Given the current uncertainty about the effect of administering a PPI to patients, “I'd go back to the ACC, American Heart Association, American College of Gastroenterology statement from last October,” said Dr. Antman, who was a member of the guideline committee (Circulation 2008;118:1894–909). “We said focus use of gastrointestinal-protective medications on patients in whom the risk of gastrointestinal bleeding is high, and not use these medications in a blanket fashion in all patients.”

His second, personal suggestion was that when treatment of a patient on clopidogrel with a PPI is necessary, there is “biologic and pharmacologic reason to believe the interaction might be less significant” with pantoprazole, although Dr. Antman cautioned that he “does not want to be seen as advocating one drug over another.”

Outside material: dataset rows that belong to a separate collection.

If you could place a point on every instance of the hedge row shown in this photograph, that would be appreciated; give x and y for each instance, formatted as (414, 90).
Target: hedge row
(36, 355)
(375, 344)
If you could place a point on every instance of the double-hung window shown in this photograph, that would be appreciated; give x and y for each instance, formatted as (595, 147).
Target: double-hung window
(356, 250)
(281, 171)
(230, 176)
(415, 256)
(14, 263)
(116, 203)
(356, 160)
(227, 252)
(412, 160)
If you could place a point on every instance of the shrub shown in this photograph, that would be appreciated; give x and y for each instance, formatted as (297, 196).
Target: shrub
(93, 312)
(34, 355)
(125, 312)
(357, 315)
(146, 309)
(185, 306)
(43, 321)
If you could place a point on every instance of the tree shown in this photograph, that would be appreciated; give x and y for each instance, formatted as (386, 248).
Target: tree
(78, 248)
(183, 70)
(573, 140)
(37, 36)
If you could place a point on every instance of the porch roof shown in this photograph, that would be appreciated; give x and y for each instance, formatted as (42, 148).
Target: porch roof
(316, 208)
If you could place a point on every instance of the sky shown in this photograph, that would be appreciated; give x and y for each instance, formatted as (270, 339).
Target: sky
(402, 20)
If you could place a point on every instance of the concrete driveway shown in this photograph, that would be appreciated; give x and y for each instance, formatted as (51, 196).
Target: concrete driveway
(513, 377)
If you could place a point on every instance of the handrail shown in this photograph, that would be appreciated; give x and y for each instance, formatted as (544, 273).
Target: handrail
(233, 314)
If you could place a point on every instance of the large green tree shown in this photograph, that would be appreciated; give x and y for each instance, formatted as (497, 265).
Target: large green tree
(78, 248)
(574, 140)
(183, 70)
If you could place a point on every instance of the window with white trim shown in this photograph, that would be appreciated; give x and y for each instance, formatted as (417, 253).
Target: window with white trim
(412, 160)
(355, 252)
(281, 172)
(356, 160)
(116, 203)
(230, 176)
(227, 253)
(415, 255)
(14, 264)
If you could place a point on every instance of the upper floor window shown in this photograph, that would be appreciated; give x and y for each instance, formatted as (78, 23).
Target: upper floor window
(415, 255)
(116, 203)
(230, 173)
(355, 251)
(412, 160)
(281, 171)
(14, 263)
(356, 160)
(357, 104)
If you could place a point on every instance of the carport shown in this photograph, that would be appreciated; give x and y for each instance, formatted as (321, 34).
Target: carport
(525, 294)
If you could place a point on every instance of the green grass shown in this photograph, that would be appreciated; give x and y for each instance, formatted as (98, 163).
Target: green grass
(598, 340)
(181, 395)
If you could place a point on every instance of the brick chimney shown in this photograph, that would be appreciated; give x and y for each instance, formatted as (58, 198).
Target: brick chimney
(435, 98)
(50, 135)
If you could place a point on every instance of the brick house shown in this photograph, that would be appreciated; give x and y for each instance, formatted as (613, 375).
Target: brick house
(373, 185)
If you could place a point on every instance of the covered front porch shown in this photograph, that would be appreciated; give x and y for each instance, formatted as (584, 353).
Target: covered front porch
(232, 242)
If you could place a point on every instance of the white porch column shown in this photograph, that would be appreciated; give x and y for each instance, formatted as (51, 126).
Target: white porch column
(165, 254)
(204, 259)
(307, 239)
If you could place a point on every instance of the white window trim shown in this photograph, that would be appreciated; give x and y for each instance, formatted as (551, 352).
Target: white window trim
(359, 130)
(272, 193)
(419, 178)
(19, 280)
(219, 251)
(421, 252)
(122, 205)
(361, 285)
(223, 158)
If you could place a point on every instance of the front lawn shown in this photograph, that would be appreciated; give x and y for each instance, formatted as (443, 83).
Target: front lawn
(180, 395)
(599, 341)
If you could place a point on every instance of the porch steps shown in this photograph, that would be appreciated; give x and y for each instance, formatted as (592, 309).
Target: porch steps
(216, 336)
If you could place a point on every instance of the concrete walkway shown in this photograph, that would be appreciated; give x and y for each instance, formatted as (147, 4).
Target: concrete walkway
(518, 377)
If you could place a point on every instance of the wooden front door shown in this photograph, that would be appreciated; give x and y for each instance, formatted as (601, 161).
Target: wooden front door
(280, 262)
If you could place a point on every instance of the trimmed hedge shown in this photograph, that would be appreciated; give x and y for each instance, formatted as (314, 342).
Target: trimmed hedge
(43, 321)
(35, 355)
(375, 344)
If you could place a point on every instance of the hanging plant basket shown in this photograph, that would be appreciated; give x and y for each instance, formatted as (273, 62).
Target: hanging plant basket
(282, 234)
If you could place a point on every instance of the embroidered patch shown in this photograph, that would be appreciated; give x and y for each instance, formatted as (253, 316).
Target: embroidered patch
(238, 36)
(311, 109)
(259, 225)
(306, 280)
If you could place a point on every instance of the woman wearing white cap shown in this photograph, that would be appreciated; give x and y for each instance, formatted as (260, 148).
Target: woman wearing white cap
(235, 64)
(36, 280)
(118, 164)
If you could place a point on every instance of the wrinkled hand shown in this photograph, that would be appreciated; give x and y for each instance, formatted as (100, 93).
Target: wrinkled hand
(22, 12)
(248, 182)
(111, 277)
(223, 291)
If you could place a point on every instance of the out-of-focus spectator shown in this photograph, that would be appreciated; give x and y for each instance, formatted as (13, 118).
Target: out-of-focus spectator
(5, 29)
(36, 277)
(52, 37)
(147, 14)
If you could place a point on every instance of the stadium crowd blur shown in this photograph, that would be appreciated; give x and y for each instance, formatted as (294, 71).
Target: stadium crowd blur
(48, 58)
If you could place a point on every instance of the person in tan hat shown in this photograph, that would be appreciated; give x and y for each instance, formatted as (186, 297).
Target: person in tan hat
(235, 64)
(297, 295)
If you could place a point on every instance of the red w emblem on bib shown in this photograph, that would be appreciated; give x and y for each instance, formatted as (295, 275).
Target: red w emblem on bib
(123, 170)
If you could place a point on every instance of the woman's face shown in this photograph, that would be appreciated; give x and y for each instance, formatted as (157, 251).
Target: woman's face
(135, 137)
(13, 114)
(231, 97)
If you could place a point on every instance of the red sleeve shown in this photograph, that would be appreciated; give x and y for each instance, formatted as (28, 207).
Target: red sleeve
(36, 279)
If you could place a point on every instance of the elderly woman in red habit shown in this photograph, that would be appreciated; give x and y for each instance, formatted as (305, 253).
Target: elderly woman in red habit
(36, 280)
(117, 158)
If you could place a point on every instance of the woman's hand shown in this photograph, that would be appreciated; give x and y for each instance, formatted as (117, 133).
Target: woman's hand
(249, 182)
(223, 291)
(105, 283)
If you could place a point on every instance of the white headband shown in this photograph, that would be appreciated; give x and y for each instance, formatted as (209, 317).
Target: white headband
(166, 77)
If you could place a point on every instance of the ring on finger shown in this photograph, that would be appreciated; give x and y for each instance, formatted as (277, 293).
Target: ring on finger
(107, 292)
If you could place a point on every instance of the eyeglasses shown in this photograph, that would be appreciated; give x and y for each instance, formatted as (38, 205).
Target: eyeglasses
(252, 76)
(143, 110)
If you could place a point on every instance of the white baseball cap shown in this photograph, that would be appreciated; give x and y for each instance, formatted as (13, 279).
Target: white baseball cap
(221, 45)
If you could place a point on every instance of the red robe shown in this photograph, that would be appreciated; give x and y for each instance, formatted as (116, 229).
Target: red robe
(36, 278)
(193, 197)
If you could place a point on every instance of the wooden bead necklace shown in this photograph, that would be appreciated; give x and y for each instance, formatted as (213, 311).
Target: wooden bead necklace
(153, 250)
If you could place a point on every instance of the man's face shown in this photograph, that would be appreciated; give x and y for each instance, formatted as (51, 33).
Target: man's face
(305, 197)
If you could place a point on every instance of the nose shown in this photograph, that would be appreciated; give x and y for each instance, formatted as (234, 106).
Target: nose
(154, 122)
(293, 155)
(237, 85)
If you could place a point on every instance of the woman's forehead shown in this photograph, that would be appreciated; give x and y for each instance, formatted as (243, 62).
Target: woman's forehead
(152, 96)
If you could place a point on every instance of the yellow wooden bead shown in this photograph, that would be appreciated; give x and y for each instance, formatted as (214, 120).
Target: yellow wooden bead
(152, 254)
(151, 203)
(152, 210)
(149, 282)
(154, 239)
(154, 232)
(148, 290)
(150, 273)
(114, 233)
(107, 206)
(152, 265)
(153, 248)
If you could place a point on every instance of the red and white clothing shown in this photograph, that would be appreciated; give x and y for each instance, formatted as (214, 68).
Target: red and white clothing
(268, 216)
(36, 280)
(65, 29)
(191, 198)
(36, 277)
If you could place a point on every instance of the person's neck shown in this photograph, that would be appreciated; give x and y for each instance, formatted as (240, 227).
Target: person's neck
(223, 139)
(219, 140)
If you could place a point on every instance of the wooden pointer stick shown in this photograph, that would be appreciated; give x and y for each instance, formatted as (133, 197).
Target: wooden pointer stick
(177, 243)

He added that “in theory,” the potential interaction with a PPI is less likely to be an issue for prasugrel, a second-generation drug similar to clopidogrel. That's because prasugrel does not require activation by a hepatic enzyme. Analysis of how prasugrel-treated patients were affected by concurrent use of PPIs is now underway in a post hoc analysis of data from the pivotal prasugrel trial, said Dr. Antman, one of the primary researchers involved in assessing the drug. A Food and Drug Administration advisory committee recommended approval of prasugrel last February, but as of mid-May, the agency had not issued its approval decision.